YOGYAKARTA, JOGPAPER.NET — Motivasi internal, baik itu sikap (attitudes) maupun kenikmatan yang dirasakan (perceived enjoyment) merupakan faktor yang paling berpengaruh atas penerimaan m-learning di kalangan pelajar sekolah menengah di Indonesia. Untuk kesuksesan penerapan m-learning, dibutuhkan dukungan lingkungan sosial.
Demikian hasil penelitian Ahmad Raf’ie Pratama, PhD, dosen Program Studi Teknik Informatika Program Magister, Fakultas Teknologi Industri, Universitas islam Indonesia (FTI UII) kepada wartawan di Yogyakarta, Kamis (19/9/2019). Penelitian tersebut dituangkan dalam desertasi berjudul ‘Mobile Device and Mobile Learning among Secondary School Students in Indonesia’ dan dipertahankan di State University of New York – Stony Brook, Amerika Serikat.
Lebih lanjut Ahmad mengatakan laptop dan telepon pintar (smartphone) merupakan dua piranti paling populer yang dimiliki para pelajar di Indonesia, bahkan lebih dari 80% telah memiliki keduanya sekaligus. Mereka menggunakan piranti tersebut untuk bermedia sosial, aplikasi pendidikan dan bermain game. Survei, kata Ahmad, dilakukan terhadap 1.157 pelajar dari empat sekolah menengah (SMP dan SMA) di Pulau Jawa dan Kalimantan. Metode analisis data yang digunakan meliputi regresi logistik, korespondensi berganda (MCA), pemodelan persamaan struktural (SEM), dan beberapa metode pengujian hipotesis statistik lainnya.
Saat ini, lebih dari 98% responden pengguna media sosial reguler, 85% merupakan pengguna rutin aplikasi pendidikan setiap pekannya, dan 42% bermain game. Terdapat perbedaan signifikan pada durasi dan frekuensi penggunaan aplikasi bergerak di tiga kategori tersebut pada beberapa kelompok pelajar yang berbeda.
“Pelajar laki-laki memiliki frekuensi bermain game yang lebih tinggi sementara pelajar perempuan cenderung menghabiskan waktu lebih lama di depan perangkat bergerak mereka setiap harinya,” kata Ahmad.
Pelajar SMA, kata Ahmad, menghabiskan waktu lebih lama di depan perangkat bergerak setiap harinya.
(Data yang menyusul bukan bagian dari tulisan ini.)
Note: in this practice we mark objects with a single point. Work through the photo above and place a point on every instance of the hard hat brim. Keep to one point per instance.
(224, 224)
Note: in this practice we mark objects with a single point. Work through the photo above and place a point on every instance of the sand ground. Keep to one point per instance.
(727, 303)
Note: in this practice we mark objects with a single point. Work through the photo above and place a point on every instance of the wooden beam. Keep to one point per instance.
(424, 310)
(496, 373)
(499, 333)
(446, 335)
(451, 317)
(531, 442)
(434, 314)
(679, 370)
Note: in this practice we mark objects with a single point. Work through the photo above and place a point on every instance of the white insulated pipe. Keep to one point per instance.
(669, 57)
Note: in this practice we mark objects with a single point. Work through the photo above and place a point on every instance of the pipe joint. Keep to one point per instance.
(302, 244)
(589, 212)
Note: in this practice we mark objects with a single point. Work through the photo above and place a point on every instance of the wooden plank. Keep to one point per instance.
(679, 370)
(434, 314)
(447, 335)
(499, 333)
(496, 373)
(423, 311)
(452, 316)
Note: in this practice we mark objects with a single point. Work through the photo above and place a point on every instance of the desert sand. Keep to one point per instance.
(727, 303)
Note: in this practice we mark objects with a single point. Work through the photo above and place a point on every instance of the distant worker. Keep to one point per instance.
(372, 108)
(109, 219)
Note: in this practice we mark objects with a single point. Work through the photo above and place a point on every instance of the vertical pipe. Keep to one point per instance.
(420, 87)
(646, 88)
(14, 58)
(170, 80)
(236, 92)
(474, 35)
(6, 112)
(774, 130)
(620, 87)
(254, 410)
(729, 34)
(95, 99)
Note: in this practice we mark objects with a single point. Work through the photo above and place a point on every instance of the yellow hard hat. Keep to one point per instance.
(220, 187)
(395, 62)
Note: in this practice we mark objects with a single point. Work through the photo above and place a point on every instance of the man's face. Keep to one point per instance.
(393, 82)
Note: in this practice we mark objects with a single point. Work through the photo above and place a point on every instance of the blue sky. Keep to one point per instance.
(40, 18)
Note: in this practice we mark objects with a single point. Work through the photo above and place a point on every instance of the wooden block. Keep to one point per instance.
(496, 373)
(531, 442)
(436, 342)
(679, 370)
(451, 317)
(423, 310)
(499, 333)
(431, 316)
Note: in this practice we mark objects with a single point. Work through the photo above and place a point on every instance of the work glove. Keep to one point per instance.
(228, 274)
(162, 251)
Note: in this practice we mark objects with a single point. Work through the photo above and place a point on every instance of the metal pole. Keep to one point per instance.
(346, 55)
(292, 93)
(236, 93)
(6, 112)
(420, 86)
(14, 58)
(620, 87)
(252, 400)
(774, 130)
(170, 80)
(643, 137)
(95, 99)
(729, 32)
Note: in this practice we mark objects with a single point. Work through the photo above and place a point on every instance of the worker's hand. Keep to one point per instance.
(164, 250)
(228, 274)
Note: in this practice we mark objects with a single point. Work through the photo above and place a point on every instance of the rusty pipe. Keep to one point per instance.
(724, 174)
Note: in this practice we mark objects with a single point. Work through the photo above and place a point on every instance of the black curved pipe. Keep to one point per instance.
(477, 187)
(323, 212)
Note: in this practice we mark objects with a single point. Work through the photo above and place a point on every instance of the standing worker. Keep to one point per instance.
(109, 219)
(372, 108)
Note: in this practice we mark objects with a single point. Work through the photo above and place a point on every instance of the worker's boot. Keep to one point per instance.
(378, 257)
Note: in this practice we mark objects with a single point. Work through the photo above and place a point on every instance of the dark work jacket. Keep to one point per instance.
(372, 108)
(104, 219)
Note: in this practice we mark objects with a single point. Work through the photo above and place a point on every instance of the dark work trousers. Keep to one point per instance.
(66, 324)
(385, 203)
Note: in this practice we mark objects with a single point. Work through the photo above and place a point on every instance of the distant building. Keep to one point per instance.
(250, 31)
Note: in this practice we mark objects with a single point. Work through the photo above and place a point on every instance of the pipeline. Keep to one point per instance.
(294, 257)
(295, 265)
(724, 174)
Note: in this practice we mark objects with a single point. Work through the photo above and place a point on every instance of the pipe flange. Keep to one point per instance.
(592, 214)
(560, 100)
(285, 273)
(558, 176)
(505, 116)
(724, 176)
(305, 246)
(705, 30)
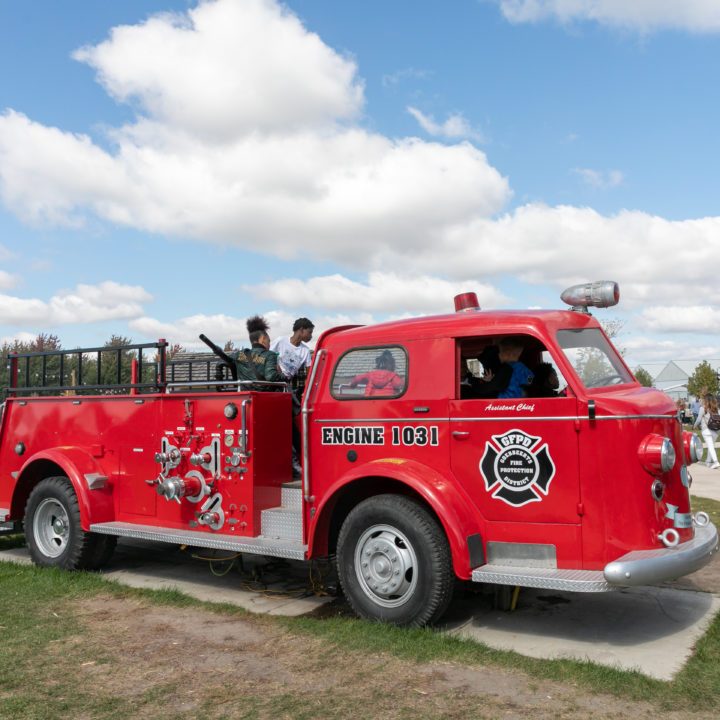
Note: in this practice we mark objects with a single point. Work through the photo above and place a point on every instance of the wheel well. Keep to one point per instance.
(354, 493)
(31, 476)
Sedang pelajar SMP menghabiskan waktu lebih lama untuk bermain game di perangkat bergerak setiap harinya.
“Pelajar yang memiliki perangkat bergerak mahal cenderung menghabiskan waktu lebih banyak di depan perangkat bergerak mereka setiap harinya. Namun tidak ada perbedaan signifikan dalam frekuensi penggunaan aplikasi bergerak dibandingkan pemilik perangkat bergerak yang lebih murah,” jelasnya.
Lebih dari 91% pelajar, kata Ahmad, memiliki pengalaman dengan proses pembelajaran daring (e-learning). Sebanyak 67% mengaku memiliki pengalaman dengan proses pembelajaran menggunakan perangkat bergerak (m-learning).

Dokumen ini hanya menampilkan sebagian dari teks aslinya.